Does anyone know how long it takes for the results of NCAA testing to get back to you??

----------


## JJEB2

> Does anyone know how long it takes for the results of NCAA testing to get back to you??


i dont know precisely but its really not long at all. from what i remember my friend knew by the end of the season and he got it done in the second week of cotober. so 2 weeks i would say but i really dont know or remember the specifics

----------


## TheNextBigThing

> Does anyone know how long it takes for the results of NCAA testing to get back to you??
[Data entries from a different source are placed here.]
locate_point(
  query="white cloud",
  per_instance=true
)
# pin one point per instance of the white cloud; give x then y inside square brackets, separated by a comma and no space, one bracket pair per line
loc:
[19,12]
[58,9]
I believe that if you are clean, they will never come back. At least thats what it says on the NCAA contract and terms. I never got tested so I am not speaking from expirience.

----------


## sprinders

from my experience if in 2-3 weeks dont come back then your clean

----------


## The Shredder

> from my experience if in 2-3 weeks dont come back then your clean


This is correct

----------


## middistane

NCAA drug test results are usually back within a week, although many universities also do their own testing and those results all depend on the university (and they usually don't even test for anabolic agents unless they have a reason because its expensive)

----------


## hipnoticstylz94

> NCAA drug test results are usually back within a week, although many universities also do their own testing and those results all depend on the university (and they usually don't even test for anabolic agents unless they have a reason because its expensive)


This is very accurate information. It will take no more than 1 week for NCAA to come back as I have witnessed teammates go down in this amount of time more than once. So if a week has passed you are more than likely in the clear my man

----------


## JJEB2

> NCAA drug test results are usually back within a week, although many universities also do their own testing and those results all depend on the university (and they usually don't even test for anabolic agents unless they have a reason because its expensive)


very true. we had people who did drugs prior to testing and passed. they either test for drugs or aas due to money issues. a kid on my team failed and he said that he has naturally high test levels. they actually checked out the information and let him take the test again.

----------